Time Binds: Queer Temporalities, Queer Histories
Historiography and corporeality have challenged queer theorists, or perhaps more accurately, have been fiercely challenged by queer theorists. From deconstructive viewpoints that question physicality as such, to radical disavowals of any belonging to historical legacies, the transcendental tendencies of queer thought have not come without their casualties.
In her most recent addition to the burgeoning queer theory bookshelves, Elizabeth Freeman tackles both historiography and corporeality head on. With her feet firmly rooted in historical instances, Freeman delves into queer familial structures, temporal gender performativity and (perhaps most provocatively) racial legacies of sadomasochism. Freeman eloquently challenges heteronormative teleologies, but not through deconstrunctionism or transcendence alone; instead, she lays claim to the possibilities of queer temporalities and histories.

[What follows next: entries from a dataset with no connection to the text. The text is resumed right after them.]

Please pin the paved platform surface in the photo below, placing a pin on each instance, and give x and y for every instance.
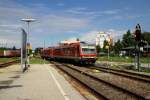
(40, 82)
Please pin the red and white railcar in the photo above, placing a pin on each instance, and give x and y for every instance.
(79, 52)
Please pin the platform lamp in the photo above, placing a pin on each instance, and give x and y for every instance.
(28, 21)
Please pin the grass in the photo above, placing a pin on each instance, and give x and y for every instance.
(4, 60)
(123, 59)
(38, 61)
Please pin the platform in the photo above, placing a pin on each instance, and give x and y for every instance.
(40, 82)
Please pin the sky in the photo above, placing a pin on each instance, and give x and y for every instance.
(58, 20)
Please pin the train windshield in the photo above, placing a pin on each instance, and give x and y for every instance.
(88, 49)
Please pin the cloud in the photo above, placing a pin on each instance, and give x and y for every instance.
(46, 24)
(91, 35)
(87, 12)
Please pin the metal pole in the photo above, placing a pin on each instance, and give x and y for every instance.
(44, 48)
(138, 57)
(22, 53)
(28, 59)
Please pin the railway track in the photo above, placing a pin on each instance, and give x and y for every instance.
(105, 87)
(125, 73)
(8, 63)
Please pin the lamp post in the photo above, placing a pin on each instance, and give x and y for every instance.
(28, 21)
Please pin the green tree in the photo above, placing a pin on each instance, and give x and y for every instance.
(128, 39)
(146, 36)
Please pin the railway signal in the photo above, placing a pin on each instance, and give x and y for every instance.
(138, 33)
(137, 46)
(28, 21)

Coining terms like erotohistoriography, temporal drag, and chrononormativity Freeman’s queer resistance is embodied in the new temporalities and chronologies that she lays out. Her refashioning of historiography is not only deeply experiential, but it is embodied as well—two strands of thought that has troubled feminist and queer thought alike for decades. More than this, in the same way Audre Lorde theorized about the potentialities of erotics, Freeman re-envisions the political potential of the historical as experienced through eroticism. She moves beyond shame and loss as traditionally explored in queer theory: Freeman’s history is one of carnal enjoyment, enjoyment that does not foreclose racial histories of pain.
Her insistence on addressing both corporeality and experientiality is most stimulating in her chapter on sadomasochism. In this chapter she criticizes queer theory’s inability to adequately unpack the racial baggage of S&M practiced and theorized in the queer community. In this chapter she outlines new ways of theorizing Marquis de Sade through Isaac Julien’s film The Attendant. The film features interracial S&M encounters between two men who engage in deeply historical play that replicates chattel slavery, and occurs in a deeply historical space, the art museum.

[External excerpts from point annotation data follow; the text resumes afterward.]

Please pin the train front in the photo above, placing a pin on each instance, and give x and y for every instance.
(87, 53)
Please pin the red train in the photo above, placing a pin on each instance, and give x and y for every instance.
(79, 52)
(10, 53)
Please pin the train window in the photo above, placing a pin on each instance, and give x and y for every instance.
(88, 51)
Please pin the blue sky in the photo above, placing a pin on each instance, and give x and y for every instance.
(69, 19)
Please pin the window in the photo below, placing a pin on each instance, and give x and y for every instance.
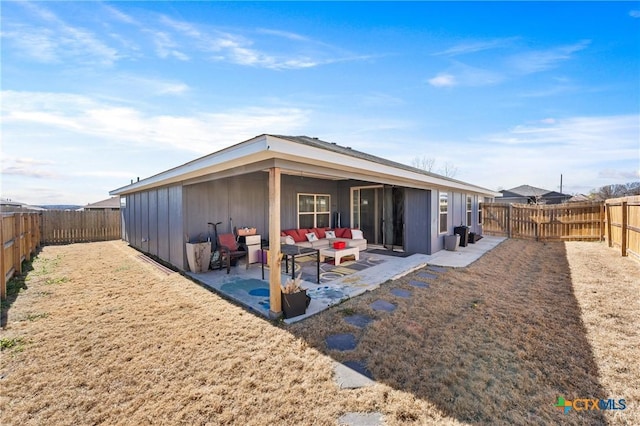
(480, 210)
(444, 209)
(314, 211)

Yet another move that Freeman masters as an historian herself is her ability to renegotiate the value placed on historical texts. She gracefully moves between more canonized works like Mary Shelley’s Frankenstein and Virginia Woolf’s Orlando (both literary works), to Cecilia Dougherty’s Coal Miner’s Daughter and Elizabeth Subrin’s Shulie (both video pieces). In this chapter she uses Isaac Julien’s film to access Marquis de Sade, not the other way around. In doing so she successfully restructures which texts shape her historiographies: minor visual works by lesser known authors occupy the foreground of Freeman’s discussion.
This is queer theory at its best: imaginative and troubling while remaining entrenched in lived (a)historical experiences. In Time Binds, Elizabeth Freeman finds herself among the ranks of queer theorists like José Esteban Muñoz, David L. Eng and Jasbir K. Puar. Without cleansing their hands of the complicatedness of history’s racial legacies, these theorists explore the messiness of queerness. This theory is centered on queer time and queer history’s exciting and, at times, (corporeally) violent moments.
As she herself explains when closing her remarks on S&M’s deeply racial historical potentialities, “These are not, to be sure, reparations for past damages (as if the perfect redress were possible), or the means of transcending all limitations. They are, however, ways of knowing history to which queers might make fierce claim.” Fierce, indeed.